The first time I gave Passing Strange a thumbs-up, I found it wildy exhilarating but frustratingly problematic. But I couldn't shake the thing - it just kept kicking around in my head saying "see me again". Now that I have, I want to say it's the most thematically sophisticated, musically exciting and stylistically inventive musical I have seen in years. Seeing it a second time, already knowing the lay of the land, I could appreciate another layer of the first act that I couldn't before - namely, the dynamic between the narrator and the main character, his younger self. (The show lets you come at your own speed to the connection between the two, but the show is far richer if you know it right at the get-go. Spoiler babies: just trust me on this) I initially had problems with the second act (the second half of it, specifically: the first half, in which our hero makes a hit on the 80's performance art scene in Berlin by exploiting his race, is flawless) but even those concerns disappeared when I realized that what I had interpreted initially as sentimental was actually quite dark and strange. The show's boldy ambitious blend of concert and music theatre creates many unique, exciting moments that open the door to a new way that musicals might be constructed - how often does something come along that is genuinely so ground breaking? The score of the largely sung-narrated show runs a gamut from funk to pop to punk spoof but is always authentic and sophisticated, both musically and lyrically. All four of us at Show Showdown are way into this show (hey Christopher - post your review already!) and it closes this weekend, on July 1st. Don't miss it - this is one that people are going to be talking about and referencing a decade from now when ten times the people who've seen it will be claiming they did.
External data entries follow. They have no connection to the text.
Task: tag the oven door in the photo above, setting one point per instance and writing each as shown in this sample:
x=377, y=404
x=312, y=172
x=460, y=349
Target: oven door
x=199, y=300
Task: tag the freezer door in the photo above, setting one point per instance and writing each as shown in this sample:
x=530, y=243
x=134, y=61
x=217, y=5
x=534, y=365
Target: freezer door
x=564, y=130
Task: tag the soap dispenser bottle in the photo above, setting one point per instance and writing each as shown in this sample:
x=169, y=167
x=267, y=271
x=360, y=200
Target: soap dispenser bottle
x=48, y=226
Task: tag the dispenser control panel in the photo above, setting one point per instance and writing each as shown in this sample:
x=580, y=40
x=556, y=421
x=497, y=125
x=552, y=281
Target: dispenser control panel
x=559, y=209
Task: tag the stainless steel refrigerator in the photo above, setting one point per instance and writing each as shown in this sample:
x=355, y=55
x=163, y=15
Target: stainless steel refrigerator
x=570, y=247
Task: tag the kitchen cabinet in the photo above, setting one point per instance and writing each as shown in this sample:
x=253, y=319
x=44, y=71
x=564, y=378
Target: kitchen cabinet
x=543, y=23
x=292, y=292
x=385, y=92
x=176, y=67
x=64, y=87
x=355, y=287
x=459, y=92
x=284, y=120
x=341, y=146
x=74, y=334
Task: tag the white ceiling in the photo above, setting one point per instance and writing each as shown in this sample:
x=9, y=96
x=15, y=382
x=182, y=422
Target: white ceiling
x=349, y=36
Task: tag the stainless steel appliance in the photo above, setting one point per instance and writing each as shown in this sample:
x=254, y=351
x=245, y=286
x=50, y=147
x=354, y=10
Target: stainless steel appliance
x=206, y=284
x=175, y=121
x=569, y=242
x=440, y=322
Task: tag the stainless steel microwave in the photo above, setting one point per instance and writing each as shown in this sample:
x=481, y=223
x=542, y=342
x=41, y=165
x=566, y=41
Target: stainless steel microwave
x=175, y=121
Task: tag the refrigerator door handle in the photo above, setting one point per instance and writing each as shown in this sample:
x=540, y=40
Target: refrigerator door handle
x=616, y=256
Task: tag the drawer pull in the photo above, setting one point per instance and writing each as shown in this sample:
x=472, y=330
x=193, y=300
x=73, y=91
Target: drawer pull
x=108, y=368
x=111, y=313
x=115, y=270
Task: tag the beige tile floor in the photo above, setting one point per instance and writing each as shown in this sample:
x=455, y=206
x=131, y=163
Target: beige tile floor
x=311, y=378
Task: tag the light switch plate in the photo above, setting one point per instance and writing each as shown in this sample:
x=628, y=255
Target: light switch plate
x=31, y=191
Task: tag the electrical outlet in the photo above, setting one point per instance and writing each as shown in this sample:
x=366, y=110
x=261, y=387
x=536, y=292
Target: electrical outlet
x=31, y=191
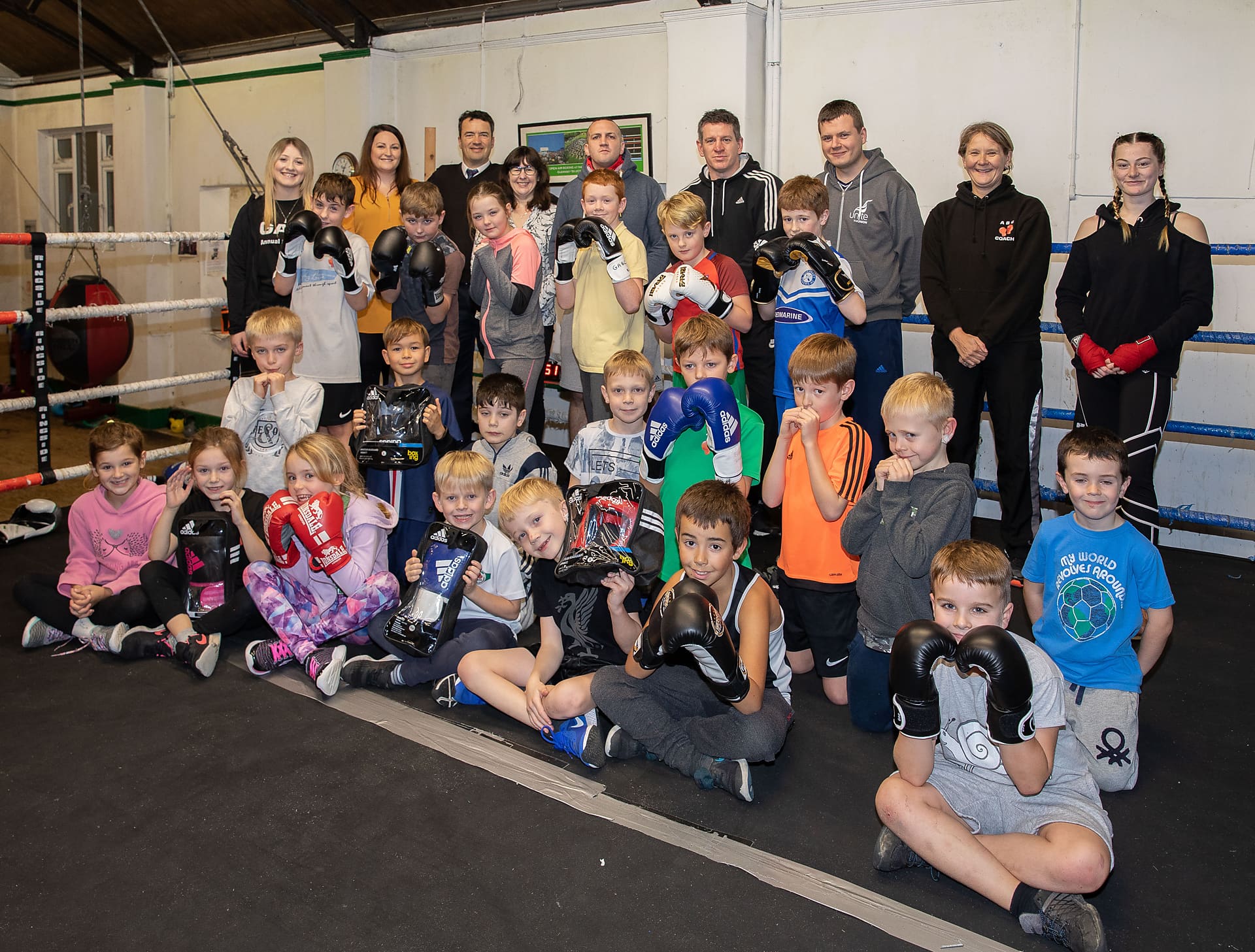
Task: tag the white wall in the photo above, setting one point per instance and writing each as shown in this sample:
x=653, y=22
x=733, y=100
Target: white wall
x=920, y=71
Also blogged by: [Aaron] [David]

Sunday, June 24, 2007

Rabbit

photo: Tristram Kenton

Early in the second act of this debut play by Nina Raine (who also directed) one character likens the phenomenon of memory in the brain to a room full of tuning forks: one vibration sets off another and another. It's only at this point that the bifurcated play reveals its purposefulness - it alternates punchy, lively scenes of a young woman's 29th birthday party with somber flashbacks of her interactions with her father, now deathbed-ridden. At its best the play depicts the chasm between what we display outwardly in a social situation while another secret unspoken story reverberates inside. The scenes at the party - where four of the woman's friends mostly needle each other about sex to hide the anxieties and animosities under the surface - are rendered naturalistically, credibly; Raine clearly has an ear for how these young, middle class people talk and flirt and one-up each other and for what they try to leave unspoken. On the strength of these snappy, sharply observed scenes, the play is worth seeing. The pity is that the flashback scenes, even allowing that they are memories, feel ill-defined and vague and aren't as compelling as the scenes at the party; the idea is better than the execution.